There could be no doubt that what we were witnessing was an enormous amount of emotional hullabaloo. The choicers did not even have a distinct purpose that they were marching for; it had something to do with abortion, choice, privacy, Bush, and Iraquis, but somehow all of these issues appeared to be interrelated in their minds, and we on the sidelines happened to be at fault for all of it. I asked Mary’s assistance at one point, that I might stand firm and unafraid, and I quickly realized that the majority of these people can scream and glare, but when they are met by an honest glance, they are left disarmed. And besides, I began to consider the whole thing as the kicking and screaming of the pro-choice people as they make their way out –out of existence, that is, because they are a race destined for extinction as the rapidly self-destruct. Such is the end of their particular brand of choice.

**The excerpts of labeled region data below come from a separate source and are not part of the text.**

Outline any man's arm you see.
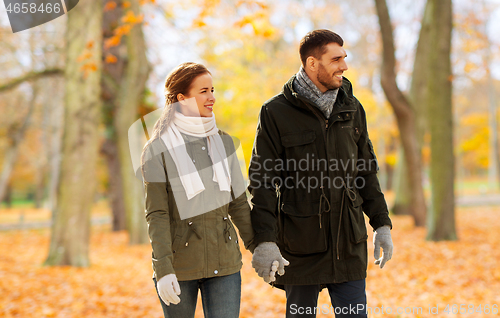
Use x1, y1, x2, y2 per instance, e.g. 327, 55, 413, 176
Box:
248, 105, 283, 245
358, 104, 392, 230
248, 105, 289, 283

When all is said and done, I hope that the homeless guitar man got some inspiration. He told me he didn’t “do” politics, he just makes music—for everybody. Sadly, he thinks that they “everybody” is too many people, and he told me so. The world is too crowded, that’s the problem. It old him that I thought the problem was not so much too many people, but not enough love. God Himself loved each of us into existence, and in God, thee are no accidents. No mistakes. We are all here for a reason—God’s reason, which is not always clear to us, but is there just the same. Guitar-playing John Smith professed a politically-neutral stance, by which he can accept everyone. Through his music, he can relate to all people. Yet this self-professed politically-exempt fellow nonetheless has been infected with the kind of thinking that would exclude some lives on the basis of global overcrowding. Perhaps, then, we should consider him as a symptom of the greater moral disease that is plaguing our world today. People don’t have much love to give because they have no contact with the Author of love. We as Christians are in contact with this love here and now. Let us rejoice! For all we suffer for Christ’s sake, our reward will be great in Heaven. But while we are here, let us prove to all around us that there is always enough.